California, which produces 80 percent of the world’s almonds, has long relied on honey bees for pollination because most almond tree varieties do not self-pollinate, said Josette Lewis, chief scientific officer with the Almond Board of California.
California beekeepers provide about one-third of the bees for almond pollination, but because almonds have exploded in popularity in the past 25 years and because the pollination window is only about a month, California almond growers must recruit beekeepers from other states.
“A large portion come from the Western part of the United States, but honey bees come from all over the country,” Lewis said. “That has increasingly been an attractive feature for beekeepers.”
Not only do almond growers pay about $200 per colony of bees for the season, bees that help with almond pollination get a feast of pollen and nectar much earlier in the season than bees overwintering in Iowa.
“The real benefit is when the bees come home, the boxes are full,” Ebert said. This means he can split the hive to form more colonies and increase honey production.
But three years into a drought, California’s 2022 almond harvest was estimated to be 11 percent below last year, with the projected yield of 1,900 pounds per acre — the lowest since 2009, according to a U.S. Department of Agriculture report released in July.
“Almond producers are in a painful position where we have both limited water resources and, if you do get water, you’ll be paying a higher price, as well as higher input costs,” Lewis said. “All of this happened at a time when almond prices have been really low, predominantly due to supply chain problems.”

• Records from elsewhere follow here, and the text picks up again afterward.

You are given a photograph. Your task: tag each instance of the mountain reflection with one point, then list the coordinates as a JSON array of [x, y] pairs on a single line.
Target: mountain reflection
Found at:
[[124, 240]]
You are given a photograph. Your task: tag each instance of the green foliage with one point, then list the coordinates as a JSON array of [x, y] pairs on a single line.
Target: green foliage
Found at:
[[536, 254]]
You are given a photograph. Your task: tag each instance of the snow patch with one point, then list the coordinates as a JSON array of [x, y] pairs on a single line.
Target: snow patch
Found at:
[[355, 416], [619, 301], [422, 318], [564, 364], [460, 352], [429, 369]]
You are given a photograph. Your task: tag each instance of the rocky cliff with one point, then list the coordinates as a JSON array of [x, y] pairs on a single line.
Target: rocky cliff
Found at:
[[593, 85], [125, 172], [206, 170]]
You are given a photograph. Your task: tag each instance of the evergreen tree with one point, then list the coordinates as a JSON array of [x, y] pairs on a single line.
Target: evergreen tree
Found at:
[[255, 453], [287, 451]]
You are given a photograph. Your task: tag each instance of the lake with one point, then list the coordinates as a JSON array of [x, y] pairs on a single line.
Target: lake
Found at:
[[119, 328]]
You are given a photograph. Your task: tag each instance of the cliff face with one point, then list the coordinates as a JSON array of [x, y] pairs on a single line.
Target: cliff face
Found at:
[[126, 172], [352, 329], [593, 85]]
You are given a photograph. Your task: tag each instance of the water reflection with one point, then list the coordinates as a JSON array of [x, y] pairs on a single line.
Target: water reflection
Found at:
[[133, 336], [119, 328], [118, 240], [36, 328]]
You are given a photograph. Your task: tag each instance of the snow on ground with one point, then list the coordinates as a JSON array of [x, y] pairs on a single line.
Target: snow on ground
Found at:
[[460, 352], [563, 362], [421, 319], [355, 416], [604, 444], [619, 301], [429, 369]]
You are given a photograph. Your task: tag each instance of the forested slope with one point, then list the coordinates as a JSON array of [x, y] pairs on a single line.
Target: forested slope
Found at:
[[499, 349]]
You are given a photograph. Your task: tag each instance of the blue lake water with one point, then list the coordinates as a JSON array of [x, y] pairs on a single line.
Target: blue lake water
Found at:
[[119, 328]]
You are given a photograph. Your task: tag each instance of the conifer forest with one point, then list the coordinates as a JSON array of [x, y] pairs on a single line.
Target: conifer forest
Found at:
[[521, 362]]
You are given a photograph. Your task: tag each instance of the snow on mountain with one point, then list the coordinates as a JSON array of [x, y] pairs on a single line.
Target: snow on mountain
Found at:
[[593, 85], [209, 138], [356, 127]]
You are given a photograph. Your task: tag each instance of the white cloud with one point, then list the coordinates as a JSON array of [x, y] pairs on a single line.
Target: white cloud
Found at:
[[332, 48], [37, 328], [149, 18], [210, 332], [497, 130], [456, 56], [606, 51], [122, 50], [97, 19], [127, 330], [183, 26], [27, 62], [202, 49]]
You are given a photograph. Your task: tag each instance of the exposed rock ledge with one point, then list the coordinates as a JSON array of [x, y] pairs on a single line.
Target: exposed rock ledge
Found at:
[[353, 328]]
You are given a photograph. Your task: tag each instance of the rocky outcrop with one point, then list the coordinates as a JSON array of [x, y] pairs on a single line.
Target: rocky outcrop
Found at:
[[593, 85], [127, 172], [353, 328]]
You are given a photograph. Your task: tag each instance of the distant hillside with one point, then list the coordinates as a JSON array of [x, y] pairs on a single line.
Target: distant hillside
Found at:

California’s Sustainable Groundwater Management Act, which went into effect in 2021, prohibits farmers and others from pumping too much water from underground aquifers, NPR reported.
This law and other market forces have caused some California almond growers to remove trees, Lewis said.
“We did see a small uptick in the amount of almond orchards removed, probably as a result of the drought,” she said. “There are certain areas of the state that will face long-term restrictions on water. Going forward that remains something we’ll keep a watch on as we go into another year of strained profitability.”
Fewer acres of almonds mean less of a need for honey bee pollinators.
The Eberts have transported honey bees to California the last four years, trucking hundreds of colonies to almond groves in November or December so they bees are ready for almond pollination in February and March.
If they can’t get a spot in California, the Eberts might take their bees to Texas. They wouldn’t get paid there, but the bees would start getting pollen in January versus March or April in Iowa, Ebert said. In either state, the Eberts would have to go out in January and early February to feed the bees and maintain the hives.
“I’m still trying to get them to California,” said Adam Ebert, one of Phil’s sons. “The almond pollination pays really well.”